The coyotes have never been an issue, but we've never hiked at dusk or at night. It can also feel a little creepy sometimes in the canyon, where in the past there have been homeless camps hidden in the brush and trees, and who knows what else. 

"Stranger danger" is extremely rare, accounting for less than 1% of all reported missing children cases in the US. The vast majority of missing children and teens are runaways, or those taken by family members in custody disputes, or taken and/or hurt by other people they know (intimate partner violence). We live in a relatively safe and supportive community, but for those like Bryce who identify as LGBTQ+, they can be and are targeted with harassment, bullying, and worse. 

Bryce still didn't answer our texts. We called multiple times. No answer. Their dot on the map didn't move.

"Should we go look for them?" I asked my wife Amy. 

"Yes, I'll drive around," she said. "You walk up there."

Both our kids are teenagers, Bryce and their sibling Beatrice, and have been immersed in Kidpower safety skills since they were children. They understand to always be calm, confident, and award of their surroundings, to always move away from danger, and to defend themselves and fight back only if there is no other recourse. 

I took our dog Jenny and headed to the canyon. Still no response from Bryce. Amy drove around the neighborhood, parked near the canyon trail, and walked in ahead of me. Nightfall was coming fast. Walking along the trail at dusk creeped me out. Jenny was all too happy to go for another walk, oblivious to her owners' trepidation. 

Amy was maybe five minutes ahead of me on the trail. I checked in twice, but both times she hadn't found Bryce yet. It's a horrible feeling thinking that something happened to your child. Your heart rate speeds up. Your gut cramps. Disturbing images you don't want to imagine swarm your sanity and you move faster towards where you'd hoped they'd be -- to that static dot on the map app. I pulled Jenny along by her leash and she reluctantly sped up unable to stop at prime sniffing spots.

Amy called me, relieved. "They're fine. They're up here at the first small pond taking pictures and trying to catch frogs."

"Good God," I said. "Frogs? At least they're safe."

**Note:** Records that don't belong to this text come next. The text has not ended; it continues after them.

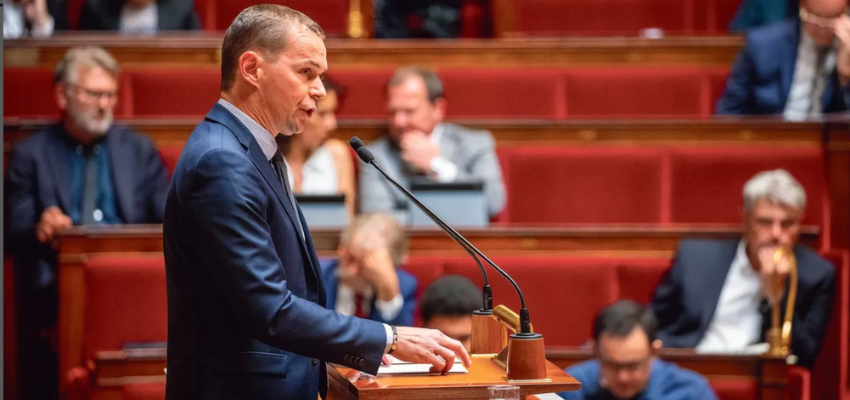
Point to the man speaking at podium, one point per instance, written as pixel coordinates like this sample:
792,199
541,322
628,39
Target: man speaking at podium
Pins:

Amy and Bryce walked back to me and Jenny and then to the car, and I drove us all home in the early darkness. Bryce apologized that they didn't check their phone, but we still reiterated our safety rules and the fact that they should've checked in when it started getting dark. 

We're light years from the days when Amy and I grew up staying out until dusk. No cell phones. No GPS. No way to check in. Just showing up on our doorsteps before it was completely dark. 

We trust our kids to follow our safety rules, most of the time, and they're grateful we have them, most of the time. Your heart rate returns to normal. Your gut relaxes. And the disturbing images are banished by the sanity of being safe and sound.